Scottish band Sons And Daughters burst onto the indie music scene back in 2005 with the vehement, visceral, and critically-lauded debut The Repulsion Box. Raw emotions ran riot as Adele Bethel and Scott Paterson dueled and harmonized to electric effect. Subsequent album This Gift, with Bernard Butler at the helm, saw the band refine and gild its sound to the point of being too ornate in song structure and too reliant on Adele as the primary singer. The integral interplay between Adele’s brash, tart vocals and Scott’s counterbalancing deeper, smoother croon was lost on that album.
The band’s latest release is a substantial departure from previous efforts, employing a strong post-punk vibe to its production, with repetitive, pronounced bass line and drum rhythms (courtesy of Ailidh Lennon and David Gow, respectively), wiry guitar agitation, and the feel of being recorded in an empty room. On most songs, emphasis is placed on Adele’s vocals as she moves from powerful and emotive tones to a newfound subtle, airy register. Scott backs up Adele closely on certain verses and choruses and even takes center stage on a couple of tracks.
The aurally striking opener “Silver Spell” takes a page from Portishead’s Third by stripping down the Sons And Daughters sound to its essence, purging the extraneous and focusing on the song’s skeletal structure. Minimal instrumentation and stark vocals from Adele and Scott create a dark, ominous atmosphere.

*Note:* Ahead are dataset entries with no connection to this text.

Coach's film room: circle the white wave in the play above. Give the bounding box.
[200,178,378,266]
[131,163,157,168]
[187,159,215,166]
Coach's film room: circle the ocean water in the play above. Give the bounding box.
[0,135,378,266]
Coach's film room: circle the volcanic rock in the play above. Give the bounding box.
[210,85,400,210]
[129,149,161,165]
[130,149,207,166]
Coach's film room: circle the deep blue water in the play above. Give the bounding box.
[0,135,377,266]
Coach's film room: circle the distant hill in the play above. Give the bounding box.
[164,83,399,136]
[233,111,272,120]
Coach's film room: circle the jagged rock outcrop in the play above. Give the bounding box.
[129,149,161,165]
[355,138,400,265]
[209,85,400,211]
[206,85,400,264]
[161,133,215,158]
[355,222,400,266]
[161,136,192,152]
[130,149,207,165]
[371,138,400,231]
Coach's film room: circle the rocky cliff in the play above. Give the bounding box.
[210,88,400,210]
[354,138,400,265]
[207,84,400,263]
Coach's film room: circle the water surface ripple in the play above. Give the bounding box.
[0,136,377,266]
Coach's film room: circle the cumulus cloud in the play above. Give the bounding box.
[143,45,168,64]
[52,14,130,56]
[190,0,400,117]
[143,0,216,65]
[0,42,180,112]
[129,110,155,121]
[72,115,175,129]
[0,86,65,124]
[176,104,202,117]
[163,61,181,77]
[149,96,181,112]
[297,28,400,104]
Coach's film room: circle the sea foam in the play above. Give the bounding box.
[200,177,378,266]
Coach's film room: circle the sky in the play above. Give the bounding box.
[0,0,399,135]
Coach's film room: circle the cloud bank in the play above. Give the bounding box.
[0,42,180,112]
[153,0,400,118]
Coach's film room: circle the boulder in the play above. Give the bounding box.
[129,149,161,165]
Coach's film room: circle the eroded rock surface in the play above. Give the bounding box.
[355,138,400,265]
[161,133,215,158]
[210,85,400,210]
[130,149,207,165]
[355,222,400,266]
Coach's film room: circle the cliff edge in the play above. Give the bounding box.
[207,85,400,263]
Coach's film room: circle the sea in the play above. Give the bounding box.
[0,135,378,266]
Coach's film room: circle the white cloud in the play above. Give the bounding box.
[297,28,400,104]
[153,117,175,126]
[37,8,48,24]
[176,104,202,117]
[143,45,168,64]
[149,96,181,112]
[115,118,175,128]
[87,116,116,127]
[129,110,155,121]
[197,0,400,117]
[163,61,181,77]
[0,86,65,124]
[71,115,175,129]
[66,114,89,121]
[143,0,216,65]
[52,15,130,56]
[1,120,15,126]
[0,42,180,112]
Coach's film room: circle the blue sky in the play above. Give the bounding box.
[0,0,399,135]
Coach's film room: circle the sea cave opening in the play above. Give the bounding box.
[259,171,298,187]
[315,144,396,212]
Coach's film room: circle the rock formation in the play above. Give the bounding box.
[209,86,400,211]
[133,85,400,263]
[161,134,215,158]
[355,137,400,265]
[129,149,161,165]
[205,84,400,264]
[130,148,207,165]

“Ink Free” falls in line with that first song, while adding to its spare core. A continually simmering buzz, lightly thumping beat, and fingered bass line form a platform for Adele’s hushed and whispery vocals on the verses as she sing-talks “You’ve got your problems with the modern world…” The clack of typewriter keys punctuates Adele and Scott’s mirroring vocals. The song takes an abrupt turn near its end with a harshly spraying emission alternating with Adele and Scott’s exclaimed, repetitive refrain of “Ink… Free…”

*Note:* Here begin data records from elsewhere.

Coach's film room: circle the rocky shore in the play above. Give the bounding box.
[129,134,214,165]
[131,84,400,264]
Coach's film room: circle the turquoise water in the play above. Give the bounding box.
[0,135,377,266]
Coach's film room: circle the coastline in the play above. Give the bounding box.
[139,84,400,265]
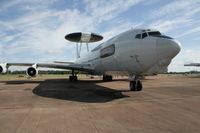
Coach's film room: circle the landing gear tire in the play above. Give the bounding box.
[130,80,142,91]
[69,69,78,82]
[69,76,77,82]
[103,75,113,81]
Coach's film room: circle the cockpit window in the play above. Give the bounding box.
[148,31,161,36]
[142,33,147,39]
[148,31,173,39]
[135,34,141,39]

The band moves closer to its original sound on the winning, up-tempo “Rose Red”, mixing in a running bass line, brisk beat, and occasional wiry guitar frisson. Adele sounds defiant as she sing-talks sharply and clearly that “No one’s around / You’re not a face to remember.” Adele quick-hits some insouciant Siouxsie Sioux-like yelps amid reverberating, angular guitar lines and cymbal crash.

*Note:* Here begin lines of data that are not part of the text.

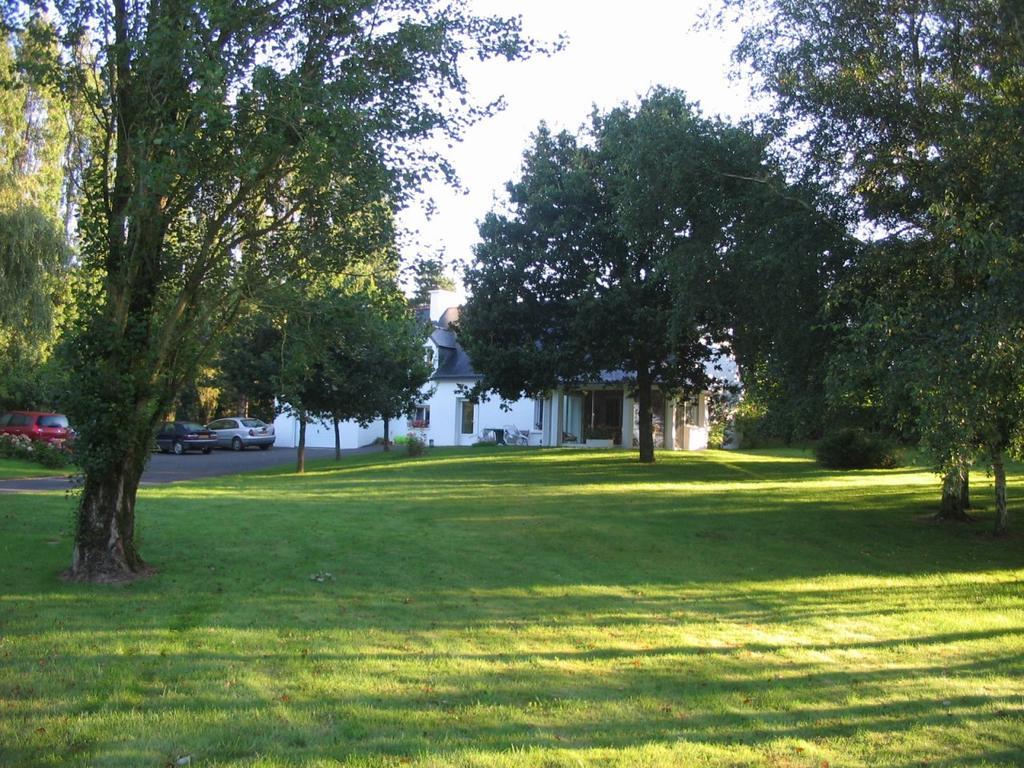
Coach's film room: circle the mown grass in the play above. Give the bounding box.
[0,457,73,479]
[0,447,1021,767]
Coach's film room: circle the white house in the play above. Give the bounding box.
[404,290,538,447]
[275,288,725,451]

Rhythm is of the utmost importance on “Don’t Look Now”, which runs on drums, cymbals, and bass as Adele sings emphatically, with Scott shadowing her, about “The power of the mind…” For a spell the song sacrifices melody for the sake of noise as all sorts of clanging, echoed mechanical sonics take over. Speaking of taking over, Scott is at the forefront on album-ender “The Beach”, buoyed by airy sighs from Adele. The steady patter of rain and a crack of thunder book-end the number, and in between two hard-chiming guitars form a placid pattern amid a thumping beat and bass line. Scott’s exclaimed vocals are touched with echo as he reveals “We’re living in a fantasy.”